Make Your Openshift Application Secure(HTTPS)

Hello once again,in the recent post we have see how to create application on openshift cloud and how to make use of very important git system in order to manage our code in both the local and remote repositories respectively.
we have also seen how to use ssh to access the remote shell for doing some server side work.

Today, we will see a very interesting stuff on openshift we will make use of SSL for our newly created application,it simply means that your
application which you access from suppose this domain http://myapp-mydomain.rhcloud.com/ will become https://myapp-mydomain.rhcloud.com/
yes, you are right it’s HTTPS not HTTP that you use commonly.

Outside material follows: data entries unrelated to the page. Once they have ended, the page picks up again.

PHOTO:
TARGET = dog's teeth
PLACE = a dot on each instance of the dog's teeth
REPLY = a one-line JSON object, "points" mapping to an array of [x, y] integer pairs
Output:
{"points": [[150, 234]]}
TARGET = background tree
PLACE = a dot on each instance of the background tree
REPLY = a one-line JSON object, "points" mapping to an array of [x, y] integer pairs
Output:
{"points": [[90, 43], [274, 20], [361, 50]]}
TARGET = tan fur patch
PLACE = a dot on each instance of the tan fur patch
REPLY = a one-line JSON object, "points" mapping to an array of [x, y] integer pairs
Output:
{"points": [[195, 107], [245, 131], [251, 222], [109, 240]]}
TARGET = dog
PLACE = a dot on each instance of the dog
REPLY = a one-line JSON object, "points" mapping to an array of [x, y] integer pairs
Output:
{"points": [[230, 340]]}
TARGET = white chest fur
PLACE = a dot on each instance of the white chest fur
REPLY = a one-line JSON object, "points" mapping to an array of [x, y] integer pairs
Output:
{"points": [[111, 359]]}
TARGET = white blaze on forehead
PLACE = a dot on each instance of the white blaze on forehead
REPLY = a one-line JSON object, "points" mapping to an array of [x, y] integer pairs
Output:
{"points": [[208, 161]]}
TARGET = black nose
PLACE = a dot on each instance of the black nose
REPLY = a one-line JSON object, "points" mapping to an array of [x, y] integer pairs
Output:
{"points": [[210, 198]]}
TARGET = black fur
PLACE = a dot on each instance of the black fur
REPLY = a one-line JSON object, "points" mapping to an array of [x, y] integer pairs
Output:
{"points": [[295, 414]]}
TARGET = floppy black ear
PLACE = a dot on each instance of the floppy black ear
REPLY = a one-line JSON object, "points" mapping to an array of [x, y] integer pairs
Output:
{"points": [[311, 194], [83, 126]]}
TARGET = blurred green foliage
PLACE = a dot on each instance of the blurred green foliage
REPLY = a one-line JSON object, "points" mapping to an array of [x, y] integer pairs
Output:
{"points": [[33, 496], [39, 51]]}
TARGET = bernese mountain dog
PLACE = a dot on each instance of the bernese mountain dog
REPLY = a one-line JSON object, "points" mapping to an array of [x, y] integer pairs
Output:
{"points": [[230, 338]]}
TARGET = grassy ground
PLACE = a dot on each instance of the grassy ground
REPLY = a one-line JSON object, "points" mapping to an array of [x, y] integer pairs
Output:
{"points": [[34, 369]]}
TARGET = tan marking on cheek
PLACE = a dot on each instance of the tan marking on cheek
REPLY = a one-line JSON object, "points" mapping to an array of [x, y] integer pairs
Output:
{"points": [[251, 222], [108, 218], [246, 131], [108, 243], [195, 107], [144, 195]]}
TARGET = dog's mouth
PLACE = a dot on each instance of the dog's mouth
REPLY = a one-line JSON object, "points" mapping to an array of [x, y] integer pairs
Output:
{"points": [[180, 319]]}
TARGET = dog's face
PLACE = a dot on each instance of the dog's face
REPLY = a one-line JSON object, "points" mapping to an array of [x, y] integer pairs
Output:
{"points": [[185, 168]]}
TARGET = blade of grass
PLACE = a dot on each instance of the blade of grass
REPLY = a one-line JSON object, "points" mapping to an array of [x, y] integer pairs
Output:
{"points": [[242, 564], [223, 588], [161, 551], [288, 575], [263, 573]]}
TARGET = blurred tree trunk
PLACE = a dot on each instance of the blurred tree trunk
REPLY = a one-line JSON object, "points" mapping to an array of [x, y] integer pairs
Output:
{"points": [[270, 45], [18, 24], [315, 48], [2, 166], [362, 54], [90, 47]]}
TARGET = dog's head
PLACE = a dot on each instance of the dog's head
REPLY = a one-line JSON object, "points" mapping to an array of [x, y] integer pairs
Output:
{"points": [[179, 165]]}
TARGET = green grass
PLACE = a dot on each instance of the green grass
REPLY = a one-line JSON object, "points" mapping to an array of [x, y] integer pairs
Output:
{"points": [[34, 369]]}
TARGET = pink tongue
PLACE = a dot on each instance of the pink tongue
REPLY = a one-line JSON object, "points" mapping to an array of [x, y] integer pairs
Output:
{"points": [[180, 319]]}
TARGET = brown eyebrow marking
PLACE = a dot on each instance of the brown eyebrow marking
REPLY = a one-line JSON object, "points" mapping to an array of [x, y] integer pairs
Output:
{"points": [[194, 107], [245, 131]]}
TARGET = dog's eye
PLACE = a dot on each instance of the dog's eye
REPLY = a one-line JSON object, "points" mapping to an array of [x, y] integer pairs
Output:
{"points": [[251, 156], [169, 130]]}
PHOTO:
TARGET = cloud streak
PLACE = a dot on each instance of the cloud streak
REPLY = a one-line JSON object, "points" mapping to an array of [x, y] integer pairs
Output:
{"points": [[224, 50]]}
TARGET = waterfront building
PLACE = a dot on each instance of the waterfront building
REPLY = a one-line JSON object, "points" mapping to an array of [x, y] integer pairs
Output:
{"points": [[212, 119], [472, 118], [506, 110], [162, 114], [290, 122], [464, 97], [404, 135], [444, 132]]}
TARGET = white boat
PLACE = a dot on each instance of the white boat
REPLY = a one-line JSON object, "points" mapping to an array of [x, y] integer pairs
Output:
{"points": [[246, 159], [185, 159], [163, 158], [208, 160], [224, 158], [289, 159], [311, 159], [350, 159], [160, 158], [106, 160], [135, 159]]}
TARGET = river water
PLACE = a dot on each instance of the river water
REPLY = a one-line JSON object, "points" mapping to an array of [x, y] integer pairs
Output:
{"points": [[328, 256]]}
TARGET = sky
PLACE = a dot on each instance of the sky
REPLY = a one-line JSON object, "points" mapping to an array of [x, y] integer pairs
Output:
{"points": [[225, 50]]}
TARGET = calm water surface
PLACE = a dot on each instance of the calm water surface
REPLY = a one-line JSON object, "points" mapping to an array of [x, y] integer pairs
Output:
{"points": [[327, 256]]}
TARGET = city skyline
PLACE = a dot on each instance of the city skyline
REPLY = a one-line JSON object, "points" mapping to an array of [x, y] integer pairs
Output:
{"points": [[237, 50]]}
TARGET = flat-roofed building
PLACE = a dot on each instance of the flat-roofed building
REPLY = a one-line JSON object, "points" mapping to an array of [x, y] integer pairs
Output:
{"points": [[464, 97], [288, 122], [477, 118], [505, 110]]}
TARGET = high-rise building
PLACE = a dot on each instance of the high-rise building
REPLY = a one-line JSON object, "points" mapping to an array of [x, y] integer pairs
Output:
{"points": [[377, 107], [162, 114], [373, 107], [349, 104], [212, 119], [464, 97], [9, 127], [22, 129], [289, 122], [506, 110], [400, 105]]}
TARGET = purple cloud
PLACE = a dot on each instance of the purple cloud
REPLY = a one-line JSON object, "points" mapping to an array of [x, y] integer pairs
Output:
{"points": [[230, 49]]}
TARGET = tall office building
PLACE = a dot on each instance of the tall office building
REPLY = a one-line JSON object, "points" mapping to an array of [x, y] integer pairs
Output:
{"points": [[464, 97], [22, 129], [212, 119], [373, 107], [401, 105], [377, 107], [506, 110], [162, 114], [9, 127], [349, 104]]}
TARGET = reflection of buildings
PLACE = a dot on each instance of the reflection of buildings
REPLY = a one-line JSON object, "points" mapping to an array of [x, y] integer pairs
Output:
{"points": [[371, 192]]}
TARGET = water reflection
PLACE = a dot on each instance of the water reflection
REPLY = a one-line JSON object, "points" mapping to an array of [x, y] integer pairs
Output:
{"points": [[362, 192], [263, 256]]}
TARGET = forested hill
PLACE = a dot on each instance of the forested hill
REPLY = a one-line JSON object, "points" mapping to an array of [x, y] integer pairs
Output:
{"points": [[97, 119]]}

Now before doing this we need to understand the difference between HTTP and HTTPS.
when you say a secure site like all the banking web sites which make their transactions through the SSL tunnel,SSL is fascinated as a TLS(Transport Layer Security) in kernel network stack at the transport layer.
Now,what is SSL(secure socket layer):
I will not go into much details of SSL but explain some very important features of it.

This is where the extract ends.